RIAA losing friends

By DAN STONE

The Recording Industry Association of America set out to make an example of Jammie Thomas-Rasset, but made a martyr out of her instead.

Thomas-Rasset is famous because she is the first person brought to trial by the RIAA in the “file-sharing” lawsuits. The original settlement in the case was a whopping $200,000, but was increased to almost $2 million in the retrial.

Even if you count all 1,700 songs Thomas-Rasset is accused of downloading, there’s no logic behind such a massive fine. It’s not like she was masterminding a piracy ring that leaked albums months before release and damaged sales.

The RIAA’s barbaric bullying tactics have failed to stop people from downloading music illegally and the $1.9 million the RIAA might recover from suing one person – if the defendant actually can come up with that much money in her lifetime – doesn’t outweigh the horrific publicity the organization has received.

How many people sped on their way to work today? What if the police decided to fine one person out of the group almost two million dollars, hand out a few hundred tickets at $3,500 a pop, and then let the other 99.9 percent of the offenders get away free? It doesn’t make any sense. Why should one person’s life be destroyed over a crime that millions of people committed?
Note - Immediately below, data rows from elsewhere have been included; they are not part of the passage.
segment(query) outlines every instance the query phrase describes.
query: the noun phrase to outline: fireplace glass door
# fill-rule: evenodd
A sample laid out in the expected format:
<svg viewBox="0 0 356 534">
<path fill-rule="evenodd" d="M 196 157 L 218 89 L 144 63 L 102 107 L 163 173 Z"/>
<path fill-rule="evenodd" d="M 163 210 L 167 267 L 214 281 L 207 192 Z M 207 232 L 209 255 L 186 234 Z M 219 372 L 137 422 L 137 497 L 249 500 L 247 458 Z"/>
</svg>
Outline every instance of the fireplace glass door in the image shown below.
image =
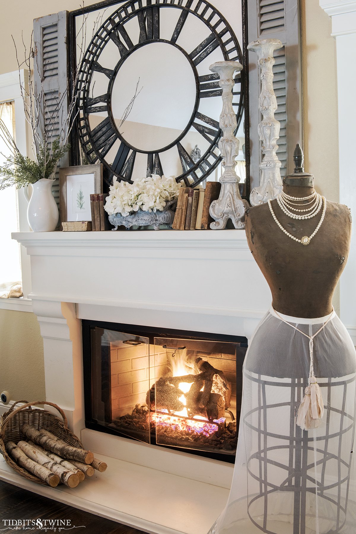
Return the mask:
<svg viewBox="0 0 356 534">
<path fill-rule="evenodd" d="M 234 454 L 235 345 L 155 337 L 154 350 L 154 382 L 147 402 L 156 443 Z"/>
<path fill-rule="evenodd" d="M 90 332 L 90 377 L 84 358 L 84 376 L 91 382 L 87 426 L 195 453 L 233 457 L 243 343 L 97 326 Z"/>
</svg>

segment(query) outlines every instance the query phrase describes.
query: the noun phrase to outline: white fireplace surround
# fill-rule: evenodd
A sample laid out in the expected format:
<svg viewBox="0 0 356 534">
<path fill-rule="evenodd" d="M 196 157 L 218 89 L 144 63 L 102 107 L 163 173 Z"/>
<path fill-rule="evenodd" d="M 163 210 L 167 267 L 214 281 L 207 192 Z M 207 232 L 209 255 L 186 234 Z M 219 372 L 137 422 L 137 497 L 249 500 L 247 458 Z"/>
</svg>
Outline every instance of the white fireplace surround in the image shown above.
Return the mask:
<svg viewBox="0 0 356 534">
<path fill-rule="evenodd" d="M 206 534 L 227 500 L 233 466 L 86 429 L 81 319 L 250 339 L 271 294 L 244 231 L 13 237 L 30 258 L 46 399 L 108 467 L 74 490 L 29 482 L 3 460 L 0 478 L 152 534 Z"/>
<path fill-rule="evenodd" d="M 108 467 L 75 490 L 30 483 L 3 460 L 0 478 L 152 534 L 206 534 L 225 506 L 233 466 L 85 429 L 81 320 L 250 338 L 271 295 L 244 231 L 13 237 L 30 257 L 46 399 Z"/>
</svg>

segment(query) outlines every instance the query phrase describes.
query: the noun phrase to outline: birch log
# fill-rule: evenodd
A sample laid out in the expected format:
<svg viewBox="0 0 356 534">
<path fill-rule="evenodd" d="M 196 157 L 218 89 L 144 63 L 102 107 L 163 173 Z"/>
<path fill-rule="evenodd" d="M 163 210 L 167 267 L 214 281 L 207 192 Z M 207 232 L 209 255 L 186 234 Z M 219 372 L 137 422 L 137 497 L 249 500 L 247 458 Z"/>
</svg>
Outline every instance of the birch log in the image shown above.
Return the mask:
<svg viewBox="0 0 356 534">
<path fill-rule="evenodd" d="M 71 460 L 70 463 L 73 464 L 73 465 L 77 467 L 78 469 L 81 471 L 83 471 L 85 473 L 87 476 L 92 476 L 95 473 L 93 467 L 92 467 L 91 465 L 88 465 L 88 464 L 83 464 L 82 462 L 77 462 L 75 460 Z"/>
<path fill-rule="evenodd" d="M 76 488 L 79 484 L 79 478 L 75 473 L 65 469 L 56 462 L 54 462 L 38 449 L 31 446 L 26 441 L 19 441 L 17 445 L 29 458 L 31 458 L 40 465 L 44 466 L 50 471 L 58 475 L 61 481 L 68 488 Z"/>
<path fill-rule="evenodd" d="M 96 458 L 94 458 L 90 465 L 94 469 L 100 471 L 100 473 L 104 473 L 104 471 L 106 471 L 107 467 L 107 464 L 105 464 L 105 462 L 101 462 L 100 460 L 97 460 Z"/>
<path fill-rule="evenodd" d="M 54 439 L 29 425 L 24 425 L 21 428 L 21 431 L 29 439 L 62 458 L 77 460 L 84 464 L 91 464 L 94 459 L 94 454 L 90 451 L 77 449 L 76 447 L 73 447 L 61 440 Z"/>
<path fill-rule="evenodd" d="M 65 469 L 68 469 L 69 471 L 73 471 L 73 473 L 75 473 L 75 474 L 77 475 L 80 482 L 82 482 L 85 478 L 83 471 L 81 471 L 80 469 L 78 469 L 77 467 L 76 467 L 75 466 L 70 462 L 68 462 L 67 460 L 61 458 L 60 456 L 55 454 L 54 452 L 50 452 L 50 451 L 46 451 L 45 449 L 43 449 L 42 447 L 39 445 L 36 445 L 31 441 L 29 441 L 28 442 L 28 444 L 30 445 L 32 447 L 34 447 L 35 449 L 38 449 L 42 453 L 42 454 L 45 454 L 46 456 L 48 456 L 49 458 L 51 458 L 51 459 L 53 460 L 53 461 L 55 461 L 57 464 L 59 464 L 59 465 L 62 466 Z"/>
<path fill-rule="evenodd" d="M 44 466 L 39 465 L 34 462 L 25 454 L 12 441 L 9 441 L 5 445 L 5 449 L 9 454 L 16 460 L 19 465 L 26 470 L 31 473 L 33 475 L 41 478 L 44 482 L 52 488 L 56 488 L 59 484 L 59 477 L 58 475 L 50 471 Z"/>
</svg>

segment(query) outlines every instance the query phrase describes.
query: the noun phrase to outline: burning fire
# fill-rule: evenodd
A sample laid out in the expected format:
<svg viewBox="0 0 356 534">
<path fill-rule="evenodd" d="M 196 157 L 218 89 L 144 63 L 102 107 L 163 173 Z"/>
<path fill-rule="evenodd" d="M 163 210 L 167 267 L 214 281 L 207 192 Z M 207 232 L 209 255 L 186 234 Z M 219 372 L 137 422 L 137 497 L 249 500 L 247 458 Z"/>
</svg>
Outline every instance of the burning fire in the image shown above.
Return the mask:
<svg viewBox="0 0 356 534">
<path fill-rule="evenodd" d="M 165 410 L 164 411 L 165 411 Z M 180 417 L 175 417 L 163 413 L 157 413 L 154 412 L 151 414 L 152 421 L 154 422 L 156 426 L 170 427 L 172 430 L 184 430 L 191 434 L 204 434 L 209 437 L 211 434 L 217 432 L 219 429 L 218 424 L 223 424 L 225 418 L 214 420 L 213 423 L 209 423 L 208 419 L 204 418 L 199 418 L 197 416 L 194 419 L 183 419 Z"/>
<path fill-rule="evenodd" d="M 187 374 L 195 374 L 194 369 L 186 361 L 186 351 L 182 352 L 176 350 L 172 357 L 170 359 L 172 367 L 172 375 L 173 376 L 181 376 Z M 187 400 L 186 395 L 189 391 L 192 384 L 185 382 L 181 382 L 178 385 L 179 389 L 183 391 L 183 395 L 178 397 L 184 406 L 186 406 Z M 202 388 L 201 391 L 203 390 Z M 165 412 L 162 413 L 162 412 Z M 165 414 L 167 413 L 167 415 Z M 178 417 L 175 417 L 175 415 Z M 155 423 L 156 426 L 170 427 L 172 430 L 183 430 L 195 434 L 204 434 L 208 437 L 211 434 L 215 434 L 219 430 L 219 424 L 223 424 L 225 419 L 221 418 L 218 420 L 214 420 L 213 424 L 209 423 L 207 419 L 199 415 L 195 415 L 194 418 L 189 419 L 189 414 L 186 407 L 183 408 L 180 411 L 175 412 L 173 415 L 168 414 L 168 410 L 162 409 L 161 413 L 157 412 L 151 414 L 151 420 Z"/>
</svg>

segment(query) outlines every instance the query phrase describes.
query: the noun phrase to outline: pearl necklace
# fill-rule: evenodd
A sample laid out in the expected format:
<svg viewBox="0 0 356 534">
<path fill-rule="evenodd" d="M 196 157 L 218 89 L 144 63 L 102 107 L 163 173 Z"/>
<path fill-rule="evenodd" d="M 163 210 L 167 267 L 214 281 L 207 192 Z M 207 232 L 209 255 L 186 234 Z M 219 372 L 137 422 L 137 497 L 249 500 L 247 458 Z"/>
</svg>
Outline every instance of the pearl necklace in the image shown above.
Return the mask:
<svg viewBox="0 0 356 534">
<path fill-rule="evenodd" d="M 310 202 L 305 203 L 301 202 L 297 198 L 295 199 L 295 200 L 297 200 L 297 202 L 291 202 L 286 197 L 286 193 L 283 193 L 282 192 L 280 195 L 281 202 L 283 205 L 286 205 L 287 208 L 293 210 L 294 211 L 310 211 L 315 207 L 319 201 L 319 197 L 315 192 L 314 193 L 312 199 Z M 310 204 L 312 204 L 313 205 L 309 208 L 307 208 L 306 209 L 297 209 L 296 207 L 294 207 L 294 206 L 297 206 L 298 208 L 305 208 L 305 206 L 310 206 Z"/>
<path fill-rule="evenodd" d="M 283 200 L 283 198 L 281 195 L 279 195 L 277 197 L 277 202 L 278 205 L 282 210 L 282 211 L 288 215 L 288 217 L 291 217 L 292 219 L 311 219 L 312 217 L 315 217 L 319 212 L 320 211 L 321 206 L 322 205 L 322 199 L 321 195 L 317 194 L 315 197 L 315 201 L 312 206 L 311 208 L 307 209 L 296 209 L 295 208 L 293 208 L 291 206 L 289 206 Z M 300 206 L 303 206 L 303 205 L 299 205 Z M 289 209 L 288 209 L 289 208 Z M 292 209 L 295 211 L 298 211 L 302 214 L 302 215 L 298 215 L 296 213 L 292 213 L 290 209 Z"/>
<path fill-rule="evenodd" d="M 280 197 L 280 196 L 281 196 L 280 195 L 278 195 L 278 197 L 277 197 L 277 200 L 278 200 L 278 198 L 279 197 Z M 295 198 L 295 197 L 291 197 L 291 198 Z M 309 197 L 309 198 L 310 198 L 310 197 Z M 304 199 L 303 200 L 308 200 L 308 198 L 307 198 L 306 199 Z M 267 203 L 268 205 L 268 207 L 270 208 L 270 211 L 271 211 L 271 213 L 272 214 L 272 217 L 273 217 L 273 218 L 274 219 L 274 221 L 275 221 L 276 224 L 278 225 L 278 226 L 279 226 L 279 227 L 281 229 L 281 230 L 282 230 L 282 231 L 283 232 L 286 234 L 286 235 L 288 235 L 288 237 L 290 237 L 291 238 L 291 239 L 292 239 L 293 241 L 296 241 L 297 242 L 298 242 L 298 243 L 301 243 L 302 245 L 309 245 L 309 244 L 310 243 L 311 240 L 313 239 L 313 238 L 314 237 L 314 236 L 315 235 L 315 234 L 317 233 L 317 232 L 318 232 L 318 230 L 319 229 L 319 228 L 321 226 L 321 223 L 322 223 L 323 221 L 324 220 L 324 217 L 325 216 L 325 212 L 326 211 L 326 200 L 325 200 L 325 198 L 324 197 L 321 197 L 321 199 L 322 199 L 321 200 L 321 203 L 322 204 L 323 203 L 323 207 L 322 214 L 322 215 L 321 215 L 321 218 L 320 218 L 320 220 L 319 221 L 319 224 L 318 225 L 318 226 L 317 226 L 317 227 L 315 228 L 315 230 L 314 231 L 314 232 L 313 232 L 313 233 L 311 234 L 311 235 L 310 235 L 309 237 L 308 237 L 307 235 L 303 235 L 303 237 L 301 239 L 297 239 L 296 237 L 294 237 L 294 235 L 292 235 L 292 234 L 290 234 L 289 232 L 287 232 L 285 228 L 283 228 L 283 227 L 282 226 L 282 225 L 280 223 L 279 221 L 278 221 L 278 219 L 277 219 L 277 217 L 275 216 L 274 211 L 273 210 L 272 207 L 271 205 L 271 200 L 268 200 L 267 201 Z"/>
<path fill-rule="evenodd" d="M 311 195 L 309 195 L 308 197 L 291 197 L 290 195 L 287 195 L 287 193 L 284 193 L 282 191 L 281 193 L 283 195 L 283 198 L 287 199 L 288 200 L 308 200 L 309 199 L 312 198 L 315 194 L 315 190 L 312 193 Z"/>
</svg>

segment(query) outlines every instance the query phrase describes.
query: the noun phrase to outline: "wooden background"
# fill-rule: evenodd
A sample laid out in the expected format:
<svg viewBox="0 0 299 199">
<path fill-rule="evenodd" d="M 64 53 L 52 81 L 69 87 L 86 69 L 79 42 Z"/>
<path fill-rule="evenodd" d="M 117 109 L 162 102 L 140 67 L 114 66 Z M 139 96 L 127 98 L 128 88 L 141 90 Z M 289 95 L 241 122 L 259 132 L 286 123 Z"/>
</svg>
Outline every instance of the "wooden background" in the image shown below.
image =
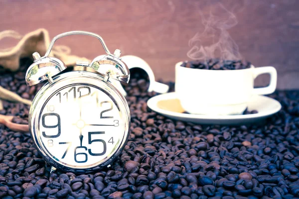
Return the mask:
<svg viewBox="0 0 299 199">
<path fill-rule="evenodd" d="M 278 88 L 299 88 L 297 0 L 0 0 L 0 31 L 25 34 L 45 28 L 51 38 L 70 30 L 94 32 L 110 51 L 119 48 L 123 55 L 139 56 L 150 64 L 156 79 L 174 80 L 175 64 L 189 59 L 188 42 L 204 29 L 200 10 L 208 14 L 219 2 L 238 21 L 228 31 L 243 57 L 257 67 L 274 66 Z M 15 43 L 1 41 L 0 48 Z M 65 38 L 57 44 L 90 59 L 104 53 L 99 43 L 87 36 Z M 256 83 L 265 86 L 268 81 L 265 76 Z"/>
</svg>

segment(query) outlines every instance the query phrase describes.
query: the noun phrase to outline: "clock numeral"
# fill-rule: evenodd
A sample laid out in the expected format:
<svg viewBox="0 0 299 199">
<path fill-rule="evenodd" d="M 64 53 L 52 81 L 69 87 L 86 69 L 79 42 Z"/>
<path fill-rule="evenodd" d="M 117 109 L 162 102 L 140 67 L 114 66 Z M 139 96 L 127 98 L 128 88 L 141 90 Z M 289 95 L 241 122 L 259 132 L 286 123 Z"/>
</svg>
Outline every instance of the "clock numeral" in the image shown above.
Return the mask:
<svg viewBox="0 0 299 199">
<path fill-rule="evenodd" d="M 100 142 L 103 143 L 103 152 L 102 153 L 93 153 L 91 152 L 91 149 L 88 149 L 88 153 L 90 154 L 90 155 L 94 156 L 99 156 L 105 154 L 106 152 L 107 147 L 106 147 L 106 143 L 105 140 L 102 140 L 101 139 L 98 139 L 95 140 L 91 139 L 91 135 L 96 135 L 96 134 L 105 134 L 104 131 L 95 131 L 95 132 L 88 132 L 88 144 L 91 144 L 93 142 Z"/>
<path fill-rule="evenodd" d="M 67 93 L 65 93 L 64 94 L 63 94 L 63 96 L 66 96 L 66 101 L 68 101 L 68 94 Z M 60 102 L 61 103 L 61 102 Z"/>
<path fill-rule="evenodd" d="M 71 91 L 72 91 L 72 90 L 74 90 L 74 100 L 76 99 L 76 87 L 73 87 L 71 88 L 71 89 L 70 89 L 68 92 L 70 93 Z"/>
<path fill-rule="evenodd" d="M 85 149 L 85 151 L 87 150 L 87 148 L 85 147 L 85 146 L 77 146 L 77 147 L 75 148 L 75 151 L 74 151 L 74 157 L 75 158 L 75 162 L 77 162 L 77 163 L 84 163 L 85 162 L 87 162 L 87 160 L 88 160 L 88 157 L 87 157 L 87 154 L 85 153 L 77 153 L 77 149 Z M 84 160 L 78 160 L 77 159 L 77 156 L 79 155 L 84 155 L 85 156 L 85 159 Z"/>
<path fill-rule="evenodd" d="M 100 104 L 101 106 L 103 106 L 103 103 L 109 103 L 110 104 L 109 106 L 110 106 L 110 107 L 108 108 L 108 109 L 106 109 L 106 110 L 102 110 L 100 114 L 100 117 L 101 118 L 101 119 L 113 118 L 113 116 L 103 116 L 103 114 L 104 112 L 110 111 L 110 110 L 112 110 L 112 109 L 113 109 L 113 104 L 112 103 L 112 102 L 110 101 L 102 101 Z"/>
<path fill-rule="evenodd" d="M 49 147 L 52 147 L 53 145 L 53 140 L 48 140 L 48 146 Z"/>
<path fill-rule="evenodd" d="M 95 91 L 91 94 L 91 96 L 96 96 L 96 103 L 97 103 L 97 107 L 99 107 L 99 92 Z"/>
<path fill-rule="evenodd" d="M 87 94 L 82 95 L 82 94 L 81 93 L 81 90 L 82 89 L 87 89 L 88 93 L 87 93 Z M 73 91 L 74 100 L 76 100 L 76 87 L 72 87 L 71 88 L 71 89 L 67 92 L 65 92 L 64 93 L 64 94 L 63 94 L 63 96 L 65 96 L 65 97 L 66 97 L 66 101 L 68 101 L 68 93 L 71 93 L 72 91 Z M 80 87 L 78 88 L 77 92 L 79 92 L 79 98 L 81 98 L 83 97 L 88 96 L 90 95 L 90 93 L 91 93 L 91 90 L 90 90 L 90 88 L 89 87 L 86 87 L 86 86 Z M 59 103 L 61 103 L 61 94 L 60 93 L 60 92 L 57 93 L 56 95 L 56 96 L 58 96 L 59 97 Z M 98 98 L 97 97 L 97 99 L 98 99 Z"/>
<path fill-rule="evenodd" d="M 81 95 L 81 90 L 83 89 L 87 89 L 88 91 L 88 93 L 87 94 L 84 94 L 84 95 Z M 85 96 L 88 96 L 89 95 L 90 95 L 90 88 L 88 87 L 80 87 L 78 88 L 78 92 L 79 93 L 79 98 L 83 98 L 83 97 L 85 97 Z"/>
<path fill-rule="evenodd" d="M 46 117 L 47 116 L 55 116 L 57 118 L 57 123 L 52 125 L 47 125 L 46 124 L 45 120 Z M 45 113 L 42 115 L 41 117 L 41 124 L 42 126 L 46 128 L 57 128 L 57 134 L 54 135 L 48 135 L 46 134 L 45 131 L 42 131 L 42 135 L 46 138 L 55 138 L 59 137 L 60 133 L 61 132 L 61 129 L 60 127 L 60 116 L 57 113 L 54 112 L 50 112 Z"/>
<path fill-rule="evenodd" d="M 114 143 L 114 142 L 113 141 L 113 137 L 111 137 L 109 141 L 108 141 L 108 143 L 112 143 L 112 144 Z"/>
<path fill-rule="evenodd" d="M 118 126 L 120 125 L 119 122 L 120 121 L 119 120 L 114 120 L 114 126 Z"/>
<path fill-rule="evenodd" d="M 58 93 L 58 94 L 57 94 L 56 95 L 56 96 L 59 96 L 59 103 L 61 103 L 61 94 L 60 94 L 60 92 Z"/>
<path fill-rule="evenodd" d="M 65 152 L 63 154 L 63 155 L 62 156 L 62 157 L 61 158 L 61 159 L 63 159 L 65 157 L 65 155 L 66 155 L 66 153 L 68 151 L 69 149 L 70 149 L 70 147 L 71 147 L 71 146 L 72 146 L 72 143 L 70 142 L 59 142 L 59 144 L 68 144 L 69 145 L 67 147 L 67 148 L 66 148 L 66 150 L 65 150 Z"/>
</svg>

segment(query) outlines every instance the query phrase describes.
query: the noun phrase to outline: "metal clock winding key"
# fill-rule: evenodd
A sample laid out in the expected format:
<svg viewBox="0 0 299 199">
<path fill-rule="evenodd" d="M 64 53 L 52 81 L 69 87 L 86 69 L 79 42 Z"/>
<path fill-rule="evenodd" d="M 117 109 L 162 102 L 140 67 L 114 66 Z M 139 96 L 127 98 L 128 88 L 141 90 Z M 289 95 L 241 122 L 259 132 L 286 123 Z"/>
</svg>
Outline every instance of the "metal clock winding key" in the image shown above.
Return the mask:
<svg viewBox="0 0 299 199">
<path fill-rule="evenodd" d="M 91 63 L 77 62 L 100 74 L 86 71 L 59 74 L 66 68 L 65 64 L 48 56 L 58 39 L 74 34 L 92 36 L 101 42 L 106 55 Z M 110 53 L 100 35 L 81 31 L 55 36 L 43 57 L 33 53 L 34 62 L 26 74 L 27 85 L 48 82 L 32 101 L 29 131 L 52 171 L 92 172 L 109 165 L 124 149 L 129 136 L 130 110 L 124 96 L 109 81 L 129 82 L 130 71 L 120 54 L 118 49 Z"/>
</svg>

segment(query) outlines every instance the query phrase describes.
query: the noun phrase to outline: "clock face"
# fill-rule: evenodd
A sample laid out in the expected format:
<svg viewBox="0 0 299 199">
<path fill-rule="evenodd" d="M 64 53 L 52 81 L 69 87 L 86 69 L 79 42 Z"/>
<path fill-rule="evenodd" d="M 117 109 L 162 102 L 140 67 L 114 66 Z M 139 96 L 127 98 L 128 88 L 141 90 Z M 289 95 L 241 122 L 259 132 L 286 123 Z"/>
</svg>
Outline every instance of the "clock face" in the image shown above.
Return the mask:
<svg viewBox="0 0 299 199">
<path fill-rule="evenodd" d="M 109 158 L 124 138 L 118 104 L 106 92 L 87 84 L 55 92 L 37 120 L 37 138 L 49 157 L 67 167 L 88 168 Z"/>
</svg>

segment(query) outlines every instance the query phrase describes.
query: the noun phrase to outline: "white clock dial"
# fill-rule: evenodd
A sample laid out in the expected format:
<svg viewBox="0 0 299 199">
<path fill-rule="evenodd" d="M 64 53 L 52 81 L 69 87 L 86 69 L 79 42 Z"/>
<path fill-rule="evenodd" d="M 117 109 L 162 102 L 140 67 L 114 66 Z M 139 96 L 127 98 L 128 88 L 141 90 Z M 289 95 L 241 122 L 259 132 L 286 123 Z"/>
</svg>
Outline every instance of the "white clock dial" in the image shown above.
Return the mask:
<svg viewBox="0 0 299 199">
<path fill-rule="evenodd" d="M 37 121 L 37 139 L 47 155 L 74 168 L 91 168 L 109 159 L 125 131 L 113 98 L 86 84 L 55 92 L 44 104 Z"/>
</svg>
The RIAA hasn’t made a statement against piracy. The group is only proving to the public that it only cares about making money and doesn’t care about its patrons. If the RIAA didn’t have a monopoly on major-label music, the music-buying public could – and likely would – boycott the organization’s products.

Fortunately for the public, record label EMI has been considering pulling out of the RIAA for poorly representing the interests of the industry since January of last year. If record labels would back out of the RIAA, it would make a boycott possible.

Now we’re left with a dilemma with Tomas-Rasset. Should the millions of people who have illegally downloaded music at any point in the past decade send her a few dollars to help pay the excessive fine she’s facing? However, if they do, the RIAA gets their money like a schoolyard bully beating up kids for their lunch money. Thomas-Rasset is that kid who got singled out everyday. Almost every other kid on the playground has lunch money, so why is the RIAA picking on her?

With this kind of behavior, it won’t be long before the RIAA runs out of friends.